NCT number NCT01564602
Other study ID # VGH2011-03-011IA
Secondary ID
Status Recruiting
Phase N/A
First received February 20, 2012
Last updated March 28, 2012
Start date January 2011
Est. completion date December 2014

Study information

Verified date March 2012
Source Taipei Veterans General Hospital, Taiwan
Contact n/a
Is FDA regulated No
Health authority Taiwan: Institutional Review Board
Study type Interventional

Clinical Trial Summary

The main objective of this trial is to assess the efficacy and safety of single port-access laparoscopic-assisted vaginal hysterectomy. The operative time, weight of the uterus, blood loss and hospital stay will be record, respectively. The pain score is based on the visual analogue scale in which patients record the intensity of their pain 12, 24, and 48 hours after surgery.


Description:

Single port laparoscopy is an attempt to further enhance the cosmetic benefits of minimally invasive surgery while minimizing the potential morbidity associated with multiple incisions. Preliminary advances in LESS as applied to urologic and gastrointestinal surgery demonstrate that the techniques are feasible provided that both optimal surgical technical expertise with advanced skills and optimal instrumentation are available. Recently, Lee et al. performed the multiple channel single port-access laparoscopic-assisted vaginal hysterectomy (SPA-LAVH) in 24 patient. All cases but 3 were performed exclusively through a single port. The median operative time, weight of the uterus, and estimated blood loss were 119 minutes (range 90 to 255 minutes), 347 g (range 225 to 732 g), and 400 mL (range 100 to 1000 mL), respectively. The median hospital stay (postoperative day) was 3 days (range 3 to 7). Although there are a limited number of studies demonstrating the feasibility of single-port access laparoscopic-assisted vaginal hysterectomy (LAVH), single-port surgery is "new-old" (i.e., a revisited and unstandardized technique) because the major disadvantage of limited movement caused by collisions of the laparoscopic instruments has been mitigated by the development of multi-channel approaches. Therefore, the investigators used a 2-channel single-port system, which was different from the previously published 3-channel single-port technique11,12 to reduce collisions and aid the assistant in controlling the scope without interfering with the surgeon's instruments. To our knowledge, there are no randomize control trial to evaluate of 2-channel or multiple channel single port laparoscopic surgery in gynecologic disorders. The purpose of this study was to assess the feasibility of 2-channel and multiple-channel single port laparoscopy in the treatment of benign uterine disease.

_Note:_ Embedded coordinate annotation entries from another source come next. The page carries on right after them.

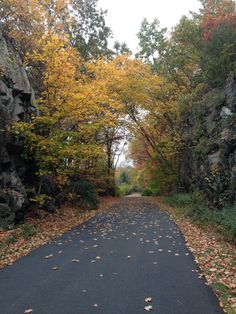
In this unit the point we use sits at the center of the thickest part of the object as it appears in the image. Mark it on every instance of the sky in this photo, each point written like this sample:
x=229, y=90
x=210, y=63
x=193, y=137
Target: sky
x=125, y=16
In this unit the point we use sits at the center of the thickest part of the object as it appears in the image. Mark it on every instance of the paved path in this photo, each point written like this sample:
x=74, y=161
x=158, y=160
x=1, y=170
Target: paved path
x=126, y=255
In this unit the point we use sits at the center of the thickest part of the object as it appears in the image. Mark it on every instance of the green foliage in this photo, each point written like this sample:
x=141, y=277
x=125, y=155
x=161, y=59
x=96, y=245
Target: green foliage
x=196, y=208
x=84, y=192
x=124, y=189
x=11, y=239
x=223, y=220
x=28, y=231
x=218, y=57
x=179, y=199
x=90, y=33
x=151, y=41
x=147, y=192
x=124, y=178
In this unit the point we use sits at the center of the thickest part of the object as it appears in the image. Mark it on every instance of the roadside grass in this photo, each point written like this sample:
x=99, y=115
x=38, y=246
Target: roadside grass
x=193, y=206
x=210, y=237
x=42, y=227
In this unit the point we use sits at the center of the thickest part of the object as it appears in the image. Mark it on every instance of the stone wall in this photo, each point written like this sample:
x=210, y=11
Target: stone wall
x=16, y=104
x=209, y=154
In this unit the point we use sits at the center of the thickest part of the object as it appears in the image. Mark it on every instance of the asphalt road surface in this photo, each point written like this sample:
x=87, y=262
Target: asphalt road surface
x=111, y=264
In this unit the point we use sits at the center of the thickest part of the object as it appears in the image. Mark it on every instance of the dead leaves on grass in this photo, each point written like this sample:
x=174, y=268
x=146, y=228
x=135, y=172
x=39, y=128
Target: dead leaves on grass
x=215, y=256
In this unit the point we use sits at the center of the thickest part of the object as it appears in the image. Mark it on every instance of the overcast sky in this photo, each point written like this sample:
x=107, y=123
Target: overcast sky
x=125, y=16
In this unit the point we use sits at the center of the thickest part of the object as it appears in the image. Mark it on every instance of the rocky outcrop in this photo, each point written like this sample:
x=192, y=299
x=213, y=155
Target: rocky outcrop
x=16, y=104
x=209, y=154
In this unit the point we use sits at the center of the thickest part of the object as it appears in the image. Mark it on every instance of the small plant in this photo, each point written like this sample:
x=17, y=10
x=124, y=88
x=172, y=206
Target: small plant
x=125, y=189
x=84, y=192
x=28, y=231
x=11, y=239
x=147, y=192
x=179, y=199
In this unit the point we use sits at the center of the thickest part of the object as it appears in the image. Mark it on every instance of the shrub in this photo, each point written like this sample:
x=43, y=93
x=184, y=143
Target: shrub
x=147, y=192
x=125, y=189
x=84, y=192
x=179, y=199
x=28, y=231
x=11, y=239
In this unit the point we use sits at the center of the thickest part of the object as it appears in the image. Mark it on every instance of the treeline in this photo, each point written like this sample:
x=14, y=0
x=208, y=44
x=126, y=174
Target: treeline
x=196, y=58
x=89, y=95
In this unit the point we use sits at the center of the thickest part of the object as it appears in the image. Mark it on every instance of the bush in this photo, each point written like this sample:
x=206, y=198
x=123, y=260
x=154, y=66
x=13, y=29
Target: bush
x=223, y=220
x=28, y=231
x=125, y=189
x=11, y=239
x=147, y=192
x=84, y=192
x=196, y=208
x=179, y=199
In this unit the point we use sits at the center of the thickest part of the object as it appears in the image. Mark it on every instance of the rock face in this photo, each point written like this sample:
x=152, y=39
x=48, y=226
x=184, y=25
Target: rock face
x=209, y=156
x=16, y=104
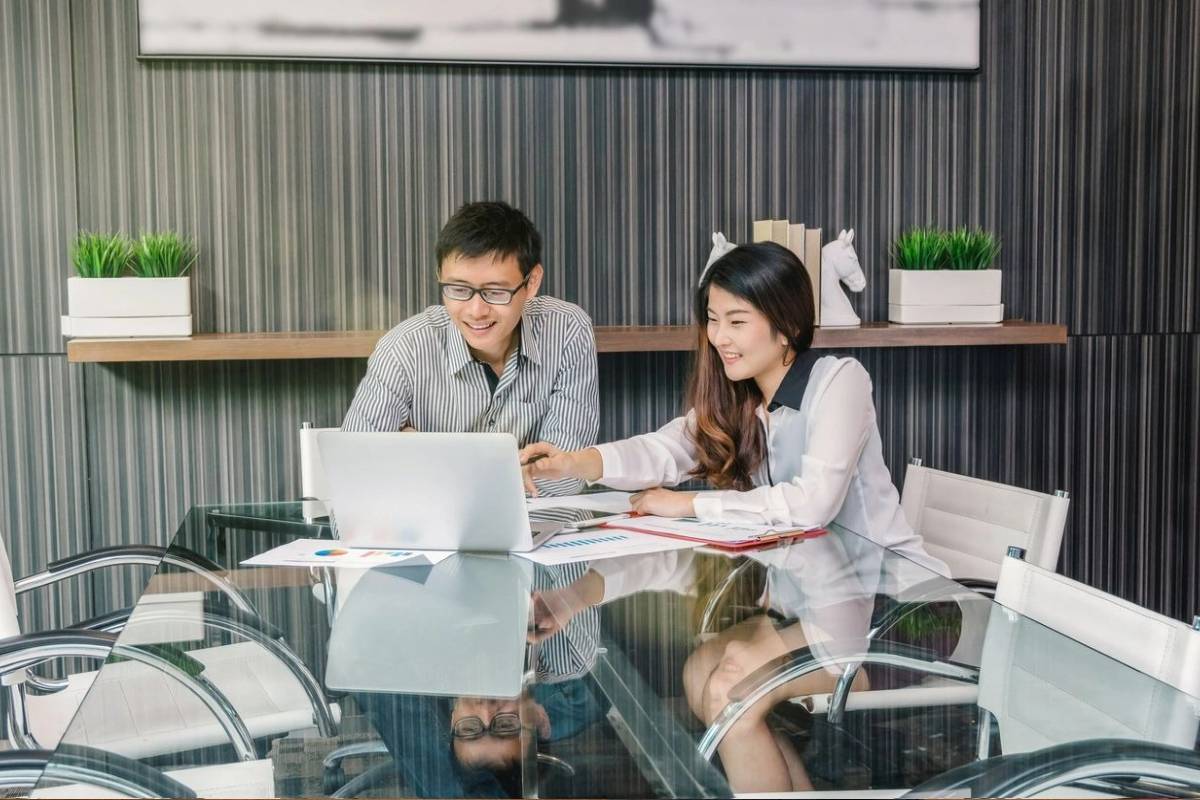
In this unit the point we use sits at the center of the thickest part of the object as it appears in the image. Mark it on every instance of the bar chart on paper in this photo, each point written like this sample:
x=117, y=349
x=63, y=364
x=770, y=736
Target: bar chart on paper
x=571, y=542
x=594, y=545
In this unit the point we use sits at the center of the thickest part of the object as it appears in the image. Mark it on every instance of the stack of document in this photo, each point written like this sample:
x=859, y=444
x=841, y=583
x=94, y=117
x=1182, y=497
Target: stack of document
x=725, y=535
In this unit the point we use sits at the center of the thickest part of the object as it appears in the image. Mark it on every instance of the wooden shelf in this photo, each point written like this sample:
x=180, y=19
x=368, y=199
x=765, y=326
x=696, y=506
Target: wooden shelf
x=359, y=344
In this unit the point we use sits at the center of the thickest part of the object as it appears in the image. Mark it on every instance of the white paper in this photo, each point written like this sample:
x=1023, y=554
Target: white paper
x=597, y=543
x=327, y=552
x=607, y=501
x=731, y=533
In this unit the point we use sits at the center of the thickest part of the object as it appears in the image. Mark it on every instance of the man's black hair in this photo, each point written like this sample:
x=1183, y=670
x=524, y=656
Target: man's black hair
x=492, y=227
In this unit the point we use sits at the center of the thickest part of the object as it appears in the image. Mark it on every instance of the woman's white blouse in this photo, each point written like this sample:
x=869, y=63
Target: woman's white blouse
x=825, y=463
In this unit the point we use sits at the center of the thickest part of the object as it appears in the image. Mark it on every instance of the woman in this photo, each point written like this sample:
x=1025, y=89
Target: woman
x=784, y=435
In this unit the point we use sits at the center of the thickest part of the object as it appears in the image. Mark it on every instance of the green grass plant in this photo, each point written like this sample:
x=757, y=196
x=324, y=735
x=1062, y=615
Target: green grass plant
x=919, y=248
x=970, y=250
x=929, y=248
x=162, y=256
x=101, y=256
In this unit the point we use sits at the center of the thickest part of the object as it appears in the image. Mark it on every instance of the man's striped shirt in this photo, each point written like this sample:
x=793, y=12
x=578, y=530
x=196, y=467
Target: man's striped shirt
x=421, y=374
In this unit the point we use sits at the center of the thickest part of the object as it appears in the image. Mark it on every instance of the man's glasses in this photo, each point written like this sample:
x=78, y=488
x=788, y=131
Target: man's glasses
x=505, y=726
x=491, y=295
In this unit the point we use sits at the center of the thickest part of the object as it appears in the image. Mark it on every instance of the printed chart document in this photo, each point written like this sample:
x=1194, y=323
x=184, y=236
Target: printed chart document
x=597, y=543
x=327, y=552
x=731, y=535
x=606, y=501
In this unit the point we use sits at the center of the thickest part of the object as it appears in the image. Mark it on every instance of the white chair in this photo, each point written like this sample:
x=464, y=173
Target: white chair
x=137, y=708
x=971, y=523
x=1080, y=686
x=313, y=485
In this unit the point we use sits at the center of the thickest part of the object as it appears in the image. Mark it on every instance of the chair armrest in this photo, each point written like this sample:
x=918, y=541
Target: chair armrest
x=24, y=769
x=1030, y=774
x=138, y=554
x=982, y=585
x=22, y=651
x=804, y=661
x=117, y=620
x=253, y=629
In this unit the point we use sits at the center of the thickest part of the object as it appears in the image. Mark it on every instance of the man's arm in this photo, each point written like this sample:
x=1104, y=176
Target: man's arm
x=384, y=398
x=573, y=417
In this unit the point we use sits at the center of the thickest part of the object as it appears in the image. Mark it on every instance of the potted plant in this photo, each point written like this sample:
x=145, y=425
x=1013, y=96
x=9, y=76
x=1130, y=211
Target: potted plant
x=155, y=299
x=945, y=277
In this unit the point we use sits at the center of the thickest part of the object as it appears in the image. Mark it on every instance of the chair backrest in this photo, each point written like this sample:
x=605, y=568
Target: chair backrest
x=9, y=624
x=313, y=485
x=970, y=523
x=1138, y=675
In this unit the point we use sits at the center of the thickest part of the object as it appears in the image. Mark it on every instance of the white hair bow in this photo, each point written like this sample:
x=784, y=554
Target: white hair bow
x=720, y=247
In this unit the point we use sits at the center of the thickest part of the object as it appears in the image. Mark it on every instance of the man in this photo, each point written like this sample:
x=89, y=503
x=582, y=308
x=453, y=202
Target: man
x=495, y=356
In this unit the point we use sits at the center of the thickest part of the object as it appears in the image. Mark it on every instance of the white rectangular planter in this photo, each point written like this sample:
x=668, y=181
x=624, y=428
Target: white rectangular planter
x=931, y=296
x=113, y=307
x=126, y=326
x=130, y=296
x=945, y=314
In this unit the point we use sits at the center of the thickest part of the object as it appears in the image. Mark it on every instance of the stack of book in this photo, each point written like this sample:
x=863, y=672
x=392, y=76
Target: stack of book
x=805, y=242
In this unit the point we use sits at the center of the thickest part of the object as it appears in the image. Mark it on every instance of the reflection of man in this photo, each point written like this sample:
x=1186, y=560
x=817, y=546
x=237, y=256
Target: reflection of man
x=495, y=356
x=483, y=756
x=486, y=732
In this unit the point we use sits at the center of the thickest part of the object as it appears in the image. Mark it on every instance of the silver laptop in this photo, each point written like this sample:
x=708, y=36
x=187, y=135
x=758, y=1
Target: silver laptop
x=430, y=491
x=455, y=629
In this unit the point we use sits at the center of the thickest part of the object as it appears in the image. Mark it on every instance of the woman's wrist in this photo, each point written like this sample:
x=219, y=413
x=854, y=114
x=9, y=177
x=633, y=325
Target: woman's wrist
x=588, y=464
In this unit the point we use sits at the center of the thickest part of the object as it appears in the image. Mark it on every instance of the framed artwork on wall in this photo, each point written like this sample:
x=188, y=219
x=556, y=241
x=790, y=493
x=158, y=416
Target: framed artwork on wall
x=773, y=34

Recruitment information / eligibility

Status Recruiting
Enrollment 200
Est. completion date December 2014
Est. primary completion date January 2014
Accepts healthy volunteers No
Gender Female
Age group N/A and older
Eligibility Inclusion Criteria:

- Patients receive laparoscopic-assisted vaginal hysterectomy (LAVH)

- American Society of Anesthesiologists (ASA) physical status of patient: classification I-II

Exclusion Criteria:

- The procedure will be required to conversion to laparotomy.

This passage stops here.